In a move the Home Office are calling key to tackling crime and terrorism, internet firms will be required to give one of three UK intelligence agencies, GCHQ (Government Communications Headquarters) access to user’s real time communications. This means, they will be able to access your communications as they are happening. When the last Labour government attempted something similar, they failed, after mass opposition including from the Conservatives.
Since 2009, under an EU directive, Internet service providers have had to keep records of user’s internet searches, phone calls and emails for 12 months. The content of calls is not recorded but the sender, recipient, communication time and place is.
Law and enforcement and intelligence agencies appear to be the driving forces behind the proposed changes. They want ensure their ability to continue to gather data vital for investigation. However is this an update or broadening of powers in terms of introducing real-time monitoring? A vast range of agencies have access to this information and 552,550 communications data requests were made in 2010 alone. That begs the question, who exactly will have access to our communications data?
Former shadow home secretary and Conservative backbencher, David Davis, says it’s a ‘very big widening of powers’ which would result in ‘a lot of resentment’ as it becomes easier for the government ‘to eavesdrop on vast numbers of people’. This ‘is not focusing on terrorists or criminals it’s absolutely everybody’s emails, phone calls, web access’.
The same coalition that opposed such attempts by Labour have stated ‘having come into government, the coalition parties have realised this kind of material has potential for saving lives, preventing serious crime and helping people to avoid becoming victims of serious crime’. Their six-month consultation on the proposal drew support from a third of respondents, while 50 per cent said it lacked necessary safeguards to prevent the abuse of data.

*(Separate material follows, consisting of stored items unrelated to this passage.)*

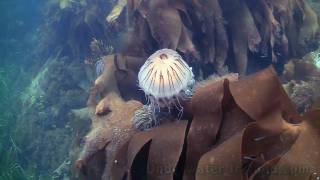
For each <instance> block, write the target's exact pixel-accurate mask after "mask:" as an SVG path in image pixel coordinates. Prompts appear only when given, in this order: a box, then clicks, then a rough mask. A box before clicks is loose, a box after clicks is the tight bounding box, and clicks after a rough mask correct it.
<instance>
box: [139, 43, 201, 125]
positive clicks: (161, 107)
mask: <svg viewBox="0 0 320 180" xmlns="http://www.w3.org/2000/svg"><path fill="white" fill-rule="evenodd" d="M138 81H139V82H138V83H139V87H140V88H141V89H142V90H143V91H144V92H145V94H146V97H147V99H148V102H149V104H148V106H150V108H148V110H149V111H150V110H152V111H153V112H152V113H150V112H149V113H147V114H153V116H154V117H151V118H150V119H152V120H150V121H154V120H155V121H156V123H155V124H159V123H160V122H159V121H158V120H157V118H158V117H157V113H160V111H161V109H165V108H166V109H168V112H171V109H173V108H176V109H177V110H178V113H179V114H178V117H177V118H178V119H180V118H181V117H182V113H183V107H182V105H181V104H180V100H186V99H188V98H190V97H191V96H192V91H193V86H194V83H195V80H194V74H193V72H192V68H191V67H189V65H188V64H187V63H186V62H185V61H184V60H183V59H182V57H181V56H180V55H179V54H178V53H177V52H176V51H174V50H171V49H161V50H158V51H156V52H155V53H154V54H152V55H151V56H150V57H149V58H148V59H147V60H146V62H145V63H144V65H143V66H142V67H141V69H140V71H139V74H138ZM137 121H138V120H137ZM138 124H141V122H139V123H138Z"/></svg>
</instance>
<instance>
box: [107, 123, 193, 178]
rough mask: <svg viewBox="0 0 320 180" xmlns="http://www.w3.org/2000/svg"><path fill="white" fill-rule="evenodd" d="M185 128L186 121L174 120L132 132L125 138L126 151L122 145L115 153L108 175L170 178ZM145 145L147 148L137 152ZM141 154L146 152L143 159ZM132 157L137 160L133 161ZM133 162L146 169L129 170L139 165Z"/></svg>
mask: <svg viewBox="0 0 320 180" xmlns="http://www.w3.org/2000/svg"><path fill="white" fill-rule="evenodd" d="M186 128H187V121H177V122H173V123H167V124H164V125H162V126H160V127H158V128H154V129H150V130H149V131H143V132H139V133H137V134H135V135H134V136H133V137H132V139H131V140H130V141H129V144H128V149H127V151H126V152H125V150H123V149H122V150H121V152H120V153H119V154H118V155H117V156H116V157H118V158H119V159H117V162H118V163H117V164H116V165H114V166H113V171H112V174H113V175H112V177H113V178H114V179H119V178H120V179H122V178H123V177H127V178H129V179H130V178H133V179H137V177H140V178H141V177H146V176H147V178H148V179H155V180H157V179H172V178H173V176H174V173H175V170H176V166H177V164H178V161H179V159H180V155H181V153H182V149H183V145H184V141H185V133H186ZM149 143H150V144H149ZM146 146H147V148H148V149H147V151H145V152H144V153H143V154H142V155H141V154H139V153H140V152H141V151H142V150H143V148H144V147H146ZM143 155H144V156H146V155H147V156H148V160H147V161H141V158H145V157H144V156H143ZM139 159H140V160H139ZM120 160H121V161H120ZM135 161H139V162H140V163H134V162H135ZM136 166H139V167H140V168H141V167H147V169H146V171H142V172H138V173H137V172H134V171H132V170H138V169H139V167H136ZM134 177H135V178H134ZM138 179H139V178H138Z"/></svg>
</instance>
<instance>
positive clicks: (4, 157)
mask: <svg viewBox="0 0 320 180" xmlns="http://www.w3.org/2000/svg"><path fill="white" fill-rule="evenodd" d="M150 1H151V0H150ZM234 1H236V0H234ZM292 1H293V0H292ZM181 2H183V3H184V4H183V5H184V6H185V7H186V8H187V10H185V9H183V8H182V9H179V10H175V11H176V12H175V13H173V14H170V13H172V12H171V11H166V9H160V10H159V12H161V13H160V14H158V15H156V16H155V17H153V18H155V19H152V20H150V19H148V18H149V17H150V16H149V15H150V14H151V15H152V13H153V12H158V11H152V10H150V9H147V11H144V10H145V9H143V8H142V7H139V8H140V9H142V10H140V9H139V8H138V9H139V10H136V11H139V12H136V11H133V10H132V9H131V11H133V12H131V11H130V9H129V10H127V9H126V8H127V6H126V1H122V0H119V1H117V0H47V1H45V0H42V1H40V0H28V1H26V0H0V102H1V104H0V180H20V179H21V180H24V179H30V180H31V179H32V180H33V179H37V180H38V179H39V180H42V179H64V180H65V179H81V175H80V174H81V173H79V170H78V169H76V168H75V161H76V160H77V159H78V157H79V154H80V152H81V151H82V148H83V146H84V145H85V140H84V139H85V138H84V137H85V135H86V134H87V133H88V132H89V131H90V127H91V123H92V122H91V118H92V113H91V114H90V113H89V112H91V111H90V109H89V108H87V103H88V102H87V101H88V97H89V95H90V89H92V87H93V84H94V81H95V80H96V79H97V78H98V76H99V75H101V74H103V72H104V71H105V70H106V71H107V70H109V69H108V65H107V63H106V62H108V60H109V61H112V62H113V60H114V58H115V57H118V58H121V56H120V55H119V54H122V55H125V56H126V57H127V58H128V59H130V58H131V59H130V60H132V61H128V62H129V63H124V64H125V66H129V69H130V68H132V69H133V70H132V72H133V74H135V75H137V73H138V72H137V67H138V69H139V68H140V66H141V65H142V62H144V61H145V60H146V59H147V58H148V57H149V56H150V55H151V54H152V53H154V52H155V51H156V50H158V49H162V48H172V49H174V50H177V51H178V52H179V53H180V55H181V56H182V58H183V59H184V60H185V61H186V62H187V63H188V65H189V66H190V67H191V69H192V71H193V73H194V75H195V77H194V78H195V80H196V81H197V82H199V81H201V80H204V79H206V78H208V77H211V78H215V77H218V76H223V75H225V74H227V73H239V74H240V76H246V75H249V74H252V73H254V72H257V71H260V70H262V69H264V68H266V67H268V66H269V65H273V66H274V67H275V69H276V71H277V73H278V76H279V78H280V80H281V82H282V83H283V84H284V86H285V87H291V85H292V84H294V83H297V82H298V83H297V84H294V87H296V89H294V88H293V90H292V89H291V90H292V91H291V90H288V94H289V96H290V97H291V98H292V101H293V102H294V103H296V105H297V107H298V108H297V109H298V110H299V113H304V112H306V111H307V110H308V109H310V107H313V106H315V107H319V105H320V102H319V99H320V98H319V92H320V91H319V89H318V87H319V86H318V85H319V78H320V77H319V76H320V73H319V71H320V70H319V69H320V55H319V54H320V53H319V38H320V28H319V27H317V26H318V25H315V24H316V23H318V22H316V21H315V22H312V23H311V24H308V23H306V21H303V18H302V16H301V14H299V13H295V14H294V17H292V18H293V20H294V21H295V22H296V24H295V25H296V26H297V27H298V28H297V29H299V30H301V29H303V28H308V27H313V29H312V28H311V29H312V30H310V31H314V32H312V33H310V34H312V35H310V34H309V32H308V30H309V29H308V30H306V31H303V33H301V32H302V31H301V32H300V31H299V32H297V34H294V33H295V32H291V31H290V28H292V26H289V25H288V24H285V26H286V28H285V29H281V28H283V27H281V25H279V26H277V27H276V23H275V24H273V25H274V26H264V25H265V24H266V22H259V17H258V16H256V17H254V18H252V22H248V21H249V20H248V21H245V22H246V23H248V24H245V26H244V25H243V24H242V25H237V23H240V24H241V22H242V21H240V20H241V19H240V18H239V19H240V20H239V19H238V20H239V21H238V20H235V19H233V18H235V17H237V16H239V17H240V16H241V17H244V15H243V14H245V13H244V11H243V12H236V11H233V10H232V9H229V7H231V6H229V5H230V4H229V5H228V3H231V2H233V1H232V0H228V1H223V2H222V1H220V4H221V12H220V13H219V11H218V10H215V11H214V12H217V14H218V15H217V14H214V15H212V12H213V10H212V9H210V8H209V10H208V9H206V8H205V7H201V8H203V9H201V8H200V10H199V9H197V8H198V7H197V6H196V5H190V3H189V2H188V1H181ZM239 2H245V1H244V0H239ZM306 2H307V1H306ZM308 2H309V1H308ZM310 2H311V1H310ZM224 3H225V4H224ZM312 3H313V4H311V5H312V6H311V7H312V8H313V9H315V10H317V8H316V7H319V4H320V3H319V2H316V1H312ZM244 4H246V3H244ZM257 4H258V3H257ZM257 4H254V3H253V4H249V3H248V4H247V5H246V8H247V9H248V11H250V12H251V13H252V14H254V12H255V8H257V9H258V8H259V7H258V5H257ZM171 6H172V7H174V8H177V7H176V6H175V5H174V4H173V5H171ZM171 6H170V7H171ZM208 6H209V5H208ZM149 8H150V7H149ZM237 8H239V7H237ZM169 9H170V8H169ZM177 9H178V8H177ZM148 10H150V11H148ZM207 11H208V12H207ZM297 11H298V10H297ZM292 12H293V10H292ZM294 12H296V11H294ZM298 12H299V11H298ZM144 13H146V14H144ZM166 13H167V14H169V15H168V17H167V16H164V17H163V16H162V15H163V14H166ZM201 13H203V14H201ZM206 13H207V14H206ZM256 13H260V12H256ZM199 14H200V15H199ZM275 14H276V13H275ZM242 15H243V16H242ZM212 16H217V17H215V18H216V19H214V18H213V17H212ZM275 16H276V15H275ZM170 17H177V19H179V21H174V20H175V19H174V18H173V19H174V20H173V21H170V20H172V19H170ZM161 18H162V19H161ZM211 18H212V19H214V21H211V20H212V19H211ZM164 19H165V20H164ZM168 19H169V20H168ZM279 19H280V18H279V17H276V18H275V21H279V22H280V20H279ZM301 19H302V20H301ZM162 20H163V21H162ZM166 20H168V21H166ZM163 22H165V23H164V24H161V23H163ZM166 23H167V24H166ZM179 23H180V24H179ZM159 24H160V25H159ZM178 25H181V29H182V30H181V32H180V31H179V32H176V31H175V29H176V28H179V27H180V26H178ZM237 26H241V27H237ZM251 26H252V27H254V26H256V28H253V29H250V27H251ZM287 26H288V27H287ZM221 27H224V28H221ZM246 27H249V28H248V31H249V33H248V35H244V36H243V35H242V34H241V33H246V32H245V31H246V30H247V29H246ZM270 27H271V29H272V28H274V29H272V32H277V33H278V34H273V35H274V37H273V35H272V38H274V39H272V38H271V37H269V36H271V35H270V34H269V35H268V33H266V34H267V35H266V34H264V35H265V36H262V34H263V33H265V32H266V31H267V30H266V29H267V28H270ZM277 28H280V30H279V29H277ZM224 31H225V32H224ZM278 31H279V32H278ZM239 32H240V33H239ZM270 32H271V31H270ZM181 33H182V35H181ZM183 33H184V34H183ZM290 33H292V34H290ZM299 33H300V34H299ZM213 34H214V35H213ZM279 34H280V35H279ZM301 34H303V35H306V36H308V38H309V39H308V41H306V42H305V41H304V40H303V43H300V44H299V43H298V44H294V43H293V45H292V44H290V43H292V42H296V41H297V42H298V41H299V38H300V37H304V36H302V35H301ZM258 35H260V40H259V37H257V36H258ZM178 36H179V38H180V39H179V38H177V37H178ZM213 36H214V37H213ZM186 37H189V39H188V38H186ZM184 38H186V39H187V40H188V41H187V40H186V39H184ZM237 38H239V39H240V41H238V42H236V41H235V39H237ZM242 38H244V39H245V40H243V39H242ZM263 38H265V39H263ZM270 39H272V42H271V40H270ZM183 40H185V41H183ZM189 41H190V42H189ZM287 41H288V42H289V44H288V42H287ZM182 42H184V43H186V42H189V43H190V44H192V45H190V44H188V43H186V44H183V43H182ZM299 42H300V41H299ZM304 42H305V44H304ZM175 43H176V44H175ZM179 43H180V44H179ZM237 43H238V44H237ZM263 43H265V44H263ZM181 44H182V45H181ZM234 44H237V45H235V46H234V47H233V45H234ZM243 44H244V46H243ZM301 44H302V45H301ZM300 45H301V46H300ZM237 48H239V49H240V50H239V51H240V53H239V54H237V52H236V50H237ZM242 48H244V50H243V49H242ZM310 52H312V54H311V56H310V54H309V55H308V53H310ZM115 54H117V55H118V56H114V55H115ZM242 55H243V56H245V59H246V58H247V59H248V62H247V65H246V67H245V68H243V66H244V65H243V64H245V63H244V62H243V59H242V58H244V57H243V56H242ZM303 57H304V58H303ZM237 58H239V59H240V60H237ZM222 59H223V60H222ZM297 59H299V60H302V62H307V66H308V67H310V68H309V69H307V70H306V69H302V70H301V71H302V73H301V72H298V70H297V72H291V71H290V70H291V69H290V67H291V64H290V63H291V62H292V64H294V65H295V66H296V67H298V65H296V64H299V62H300V61H298V63H297V62H296V61H295V60H297ZM290 60H292V61H290ZM131 62H132V63H131ZM130 63H131V64H130ZM135 63H136V64H135ZM128 64H129V65H128ZM239 64H240V65H239ZM286 65H287V66H286ZM299 67H300V66H299ZM303 67H305V66H303ZM126 68H127V67H126ZM286 68H287V69H286ZM310 69H311V70H310ZM96 71H97V72H96ZM306 71H309V72H312V73H310V74H308V73H306ZM130 73H131V71H130ZM299 73H300V74H299ZM317 73H318V74H317ZM110 74H112V73H110ZM306 74H307V75H306ZM311 76H312V77H311ZM305 77H307V78H306V79H304V78H305ZM310 77H311V78H310ZM128 79H129V81H130V82H131V83H128V84H124V85H123V84H121V82H123V81H125V80H123V81H120V80H119V79H117V82H111V81H112V80H110V82H108V83H110V84H107V85H106V87H107V88H106V89H107V90H105V91H106V92H107V91H108V88H110V89H112V90H113V89H118V90H119V92H120V93H119V94H121V97H122V98H123V99H125V100H129V99H136V100H140V101H141V102H143V103H146V102H147V99H145V98H144V97H145V96H144V94H143V92H141V90H138V87H137V82H138V80H137V77H135V76H134V78H132V79H130V78H128ZM301 79H302V81H303V83H300V80H301ZM310 79H312V80H310ZM111 83H113V84H111ZM119 84H120V85H119ZM132 84H133V85H132ZM122 85H123V86H122ZM286 85H287V86H286ZM304 85H305V86H304ZM306 86H307V87H306ZM299 88H300V89H299ZM286 90H287V89H286ZM136 92H138V93H136ZM91 93H92V92H91ZM290 93H291V94H290ZM105 94H106V93H104V92H100V94H99V93H98V94H97V95H96V96H94V99H95V100H97V102H99V100H100V99H101V98H103V96H104V95H105ZM141 94H142V95H141ZM137 97H139V98H140V99H139V98H137ZM300 102H301V103H300ZM160 104H161V103H160ZM159 109H160V107H159ZM176 111H179V109H178V110H176ZM176 111H173V112H174V113H180V112H176ZM102 114H103V113H102ZM159 116H160V115H159Z"/></svg>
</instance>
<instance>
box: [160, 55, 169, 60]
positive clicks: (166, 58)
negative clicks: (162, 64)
mask: <svg viewBox="0 0 320 180" xmlns="http://www.w3.org/2000/svg"><path fill="white" fill-rule="evenodd" d="M159 57H160V59H161V60H163V59H168V56H167V55H166V54H160V56H159Z"/></svg>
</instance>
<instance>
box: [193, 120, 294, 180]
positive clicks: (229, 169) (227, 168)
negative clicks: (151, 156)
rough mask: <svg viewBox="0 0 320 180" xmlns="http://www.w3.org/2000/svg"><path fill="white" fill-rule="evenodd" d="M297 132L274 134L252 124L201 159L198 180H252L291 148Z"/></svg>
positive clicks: (281, 132)
mask: <svg viewBox="0 0 320 180" xmlns="http://www.w3.org/2000/svg"><path fill="white" fill-rule="evenodd" d="M297 129H298V128H296V127H294V126H292V125H287V126H283V128H282V129H281V130H280V131H272V130H270V129H269V130H266V129H264V128H262V127H261V126H259V124H258V123H251V124H249V125H248V126H247V127H246V128H245V129H244V130H243V131H242V132H239V133H237V134H235V135H233V136H232V137H231V138H229V139H228V140H226V141H224V142H223V143H222V144H220V145H219V146H217V147H215V148H213V149H212V150H210V151H209V152H208V153H206V154H204V155H203V156H202V157H201V159H200V161H199V164H198V167H197V174H196V179H197V180H209V179H210V180H215V179H218V180H221V179H226V180H232V179H234V180H240V179H249V177H250V174H252V173H253V172H255V171H258V172H260V173H261V174H262V172H263V171H261V169H259V168H261V167H264V166H271V165H273V164H274V163H276V160H277V159H278V158H279V156H280V155H281V154H283V153H284V152H287V150H288V149H289V148H290V147H291V145H292V144H293V142H294V141H295V140H296V137H297V136H298V134H299V131H297ZM265 168H266V167H265ZM253 174H254V175H255V174H257V173H253ZM256 177H257V176H256Z"/></svg>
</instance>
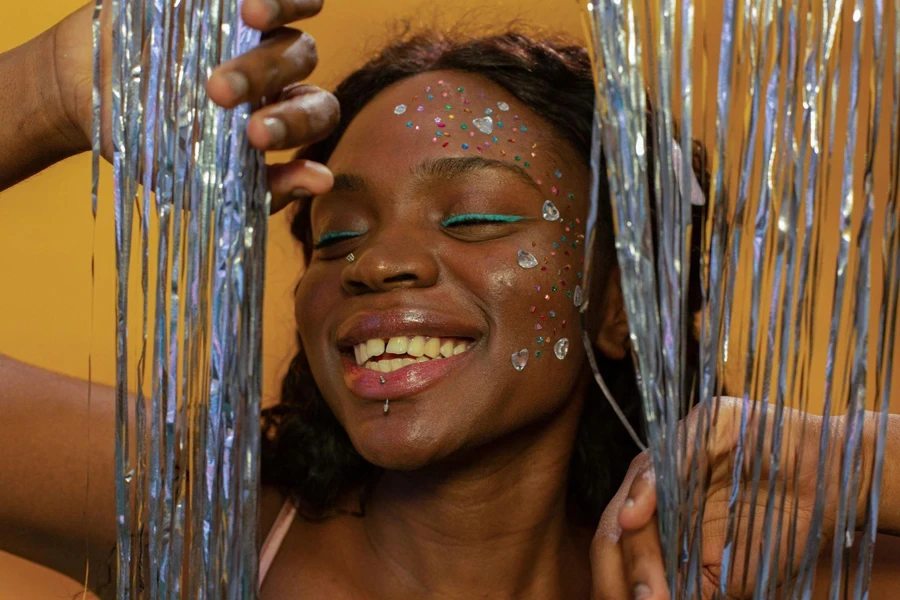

Support of the proposal has come from Professor Anthony Glees, director of the Centre for Security and Intelligence Studies at the University of Buckingham. He has stated there are ‘a lot of dangerous people out there’ and police need to be able to ‘keep up with the massive flow of information out there on Facebook and the internet’.
The new legislation may be announced in the Queen’s speech next month. Lord Carlile, former independent reviewer of terrorism legislastion, said in the face of opposition any new law would still have to potentially make it through Parliament.
To access the content of messages requires a warrant signed by the Home Secretary but is this any kind of compensation for ‘an unprecedented step that will see Britain adopt the same kind of surveillance seen in China and Iran’? Nick Pickles, director of campaign group Big Brother Watch continued, ‘this is an absolute attack on privacy online and it is far from clear this will actually improve public safety, while adding significant costs to internet businesses’.